Burkina Faso, RDC / Projet de recherche : « Jeunesse africaine et dynamique de résilience à la violence, à l’exclusion et à l’injustice »

IGDDans un contexte d’insurrection, de conflits armés, de terrorisme, comment les jeunes s’adaptent-ils pour résister à la violence et à l’exclusion ? Une question qui trouvera certainement réponse dans le projet : « Jeunesse africaine et dynamiques de résilience à la violence, à l’exclusion et à l’injustice » dont l’objectif est de lutter contre l’extrémisme au sein des jeunes, à travers des activités de recherches. Le lancement du projet est intervenu le samedi 20 mai 2017 à Ouagadougou à Palm Beach Hôtel.

D’une durée de trois ans, le projet sera mis en œuvre par le consortium constitué de l’Institut Général Tiémoko Marc Garango pour la Gouvernance et le Développement(IGD), de l’Université catholique de Bukavu de RDC et du Groupe de recherche et d’information sur la paix et la sécurité (GRIP) de Bruxelles, avec l’appui du Centre de recherches sur le développement international du Canada (CRDI). Ce dernier est le partenaire financier du Projet.

Le projet qui couvre le Burkina et la République Démocratique du Congo, consiste à faire une recherche comparative. Au titre des activités, il est prévu des audiences auprès des acteurs, des tribunes d’expression, des émissions radiographiques et des concours. Il s’agit, en outre, de réaliser des enquêtes quantitatives et qualitatives sur le terrain.

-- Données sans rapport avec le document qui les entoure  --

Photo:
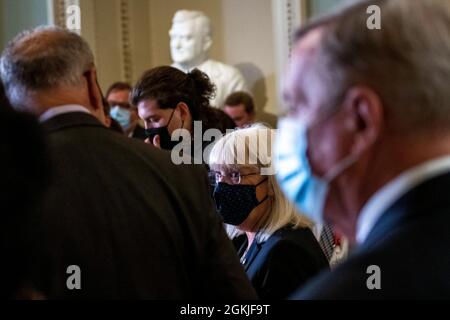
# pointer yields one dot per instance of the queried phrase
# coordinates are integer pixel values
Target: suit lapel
(252, 253)
(70, 120)
(422, 200)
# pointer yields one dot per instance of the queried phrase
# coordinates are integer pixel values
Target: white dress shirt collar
(55, 111)
(394, 190)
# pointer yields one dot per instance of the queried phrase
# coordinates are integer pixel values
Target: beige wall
(242, 37)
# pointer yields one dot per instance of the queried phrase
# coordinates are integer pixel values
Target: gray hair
(407, 62)
(188, 15)
(41, 59)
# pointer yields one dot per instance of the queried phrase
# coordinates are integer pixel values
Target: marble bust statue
(190, 41)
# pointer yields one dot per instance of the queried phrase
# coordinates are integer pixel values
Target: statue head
(190, 38)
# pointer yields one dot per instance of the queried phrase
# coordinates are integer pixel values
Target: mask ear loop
(340, 168)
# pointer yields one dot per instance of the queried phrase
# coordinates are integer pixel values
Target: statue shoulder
(216, 69)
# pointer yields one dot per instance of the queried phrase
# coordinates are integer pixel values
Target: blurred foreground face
(315, 141)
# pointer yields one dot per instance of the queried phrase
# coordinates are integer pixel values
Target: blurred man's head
(121, 110)
(48, 67)
(190, 38)
(374, 103)
(239, 106)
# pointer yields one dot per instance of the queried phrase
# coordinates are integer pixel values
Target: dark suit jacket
(139, 133)
(411, 246)
(137, 225)
(284, 262)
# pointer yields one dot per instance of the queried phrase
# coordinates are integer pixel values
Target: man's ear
(207, 43)
(368, 116)
(95, 94)
(184, 110)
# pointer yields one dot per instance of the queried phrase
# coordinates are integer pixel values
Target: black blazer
(411, 246)
(284, 262)
(137, 225)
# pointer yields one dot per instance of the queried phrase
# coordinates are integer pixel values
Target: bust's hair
(189, 15)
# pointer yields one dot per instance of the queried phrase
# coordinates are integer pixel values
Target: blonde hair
(244, 147)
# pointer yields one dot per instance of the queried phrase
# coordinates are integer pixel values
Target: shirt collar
(386, 196)
(55, 111)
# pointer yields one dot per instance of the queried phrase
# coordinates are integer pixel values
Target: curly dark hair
(170, 86)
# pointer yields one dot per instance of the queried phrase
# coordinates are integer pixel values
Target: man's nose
(177, 43)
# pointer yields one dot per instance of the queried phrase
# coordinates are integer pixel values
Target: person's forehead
(119, 95)
(235, 109)
(148, 108)
(183, 28)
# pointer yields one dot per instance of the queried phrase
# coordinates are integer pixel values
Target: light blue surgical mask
(121, 115)
(307, 191)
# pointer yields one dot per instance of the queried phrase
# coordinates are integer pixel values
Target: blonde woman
(280, 253)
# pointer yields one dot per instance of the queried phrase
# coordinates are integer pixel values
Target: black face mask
(235, 202)
(165, 139)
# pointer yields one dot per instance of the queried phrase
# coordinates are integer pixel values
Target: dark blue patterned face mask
(235, 202)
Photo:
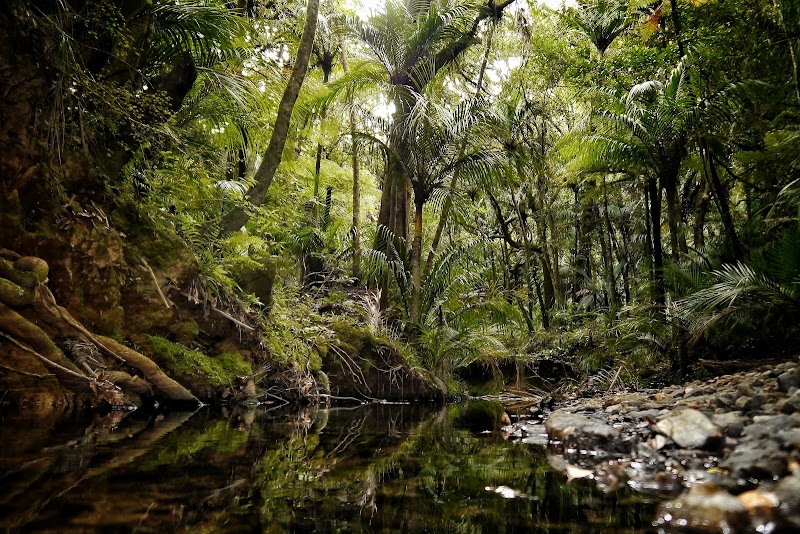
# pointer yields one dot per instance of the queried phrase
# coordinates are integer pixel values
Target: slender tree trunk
(700, 212)
(723, 206)
(670, 184)
(624, 254)
(583, 252)
(356, 162)
(558, 285)
(676, 22)
(608, 257)
(658, 254)
(448, 202)
(792, 45)
(416, 262)
(531, 280)
(237, 217)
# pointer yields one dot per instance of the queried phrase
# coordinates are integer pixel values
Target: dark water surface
(382, 468)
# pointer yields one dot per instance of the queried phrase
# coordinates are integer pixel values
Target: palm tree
(647, 132)
(411, 42)
(429, 152)
(601, 21)
(237, 217)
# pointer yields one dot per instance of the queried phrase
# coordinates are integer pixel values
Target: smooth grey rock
(788, 492)
(761, 460)
(691, 429)
(724, 400)
(789, 438)
(579, 432)
(792, 404)
(704, 508)
(731, 422)
(743, 402)
(766, 426)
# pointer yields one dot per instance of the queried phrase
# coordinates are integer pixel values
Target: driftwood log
(30, 319)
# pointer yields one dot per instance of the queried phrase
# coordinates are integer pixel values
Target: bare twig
(224, 314)
(34, 375)
(164, 299)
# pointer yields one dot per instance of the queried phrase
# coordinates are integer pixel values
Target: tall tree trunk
(670, 185)
(791, 42)
(676, 22)
(700, 212)
(237, 217)
(356, 162)
(658, 253)
(448, 203)
(583, 247)
(721, 201)
(416, 261)
(606, 239)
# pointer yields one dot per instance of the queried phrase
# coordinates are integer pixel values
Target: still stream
(375, 468)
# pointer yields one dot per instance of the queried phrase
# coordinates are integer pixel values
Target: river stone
(792, 404)
(788, 492)
(757, 459)
(789, 438)
(766, 426)
(788, 380)
(692, 430)
(704, 508)
(582, 433)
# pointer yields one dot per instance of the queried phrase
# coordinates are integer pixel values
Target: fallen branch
(73, 380)
(224, 314)
(164, 299)
(34, 375)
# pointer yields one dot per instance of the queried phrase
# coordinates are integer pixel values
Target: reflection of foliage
(217, 436)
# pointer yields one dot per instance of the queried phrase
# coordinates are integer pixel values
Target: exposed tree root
(22, 285)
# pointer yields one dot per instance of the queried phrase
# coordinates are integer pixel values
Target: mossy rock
(366, 366)
(204, 374)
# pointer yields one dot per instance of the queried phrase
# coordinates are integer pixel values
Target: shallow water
(390, 468)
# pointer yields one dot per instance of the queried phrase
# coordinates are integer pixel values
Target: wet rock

Au Burkina Faso, le projet est conduit par l’IGD, sous la coordination du Docteur Abdoul Karim Saidou et sous la présidence scientifique du Professeur Augustin Loada.

Pour la République Démocratique du Congo, c’est l’université catholique de Bukavu qui chargée de la mise en œuvre du projet de recherche.

Les deux études pays seront coordonnées par le Groupe de recherche et d’information sur la paix et la sécurité (GRIP) qui va assurer la coordination générale

L’objectif global du projet est de produire des connaissances objectives sur les stratégies de résilience des jeunes. C’est un travail qui va permettre d’identifier les facteurs de résilience des jeunes face à l’injustice et à la violence et qui doit aboutir à un ensemble de recommandations pour voir dans quelle mesure faire en sorte que la jeunesse puisse participer davantage dans le processus démocratique et surtout qu’elle puisse faire entendre sa voix dans les politiques publiques. Il s’agit de voir comment faire en sorte que la pacification des rapports sociaux, la stabilisation de la société passe par le travail de la jeunesse dans le cadre d’un plaidoyer.

Rappelons que cette cérémonie de lancement du projet a été coprésidée par le Pr Magloire SOME, représentant le Conseil d’administration de l’IGD, M.Michel Luntumbue,  représentant le GRIP et Mme Ramata, représentant le CRDI.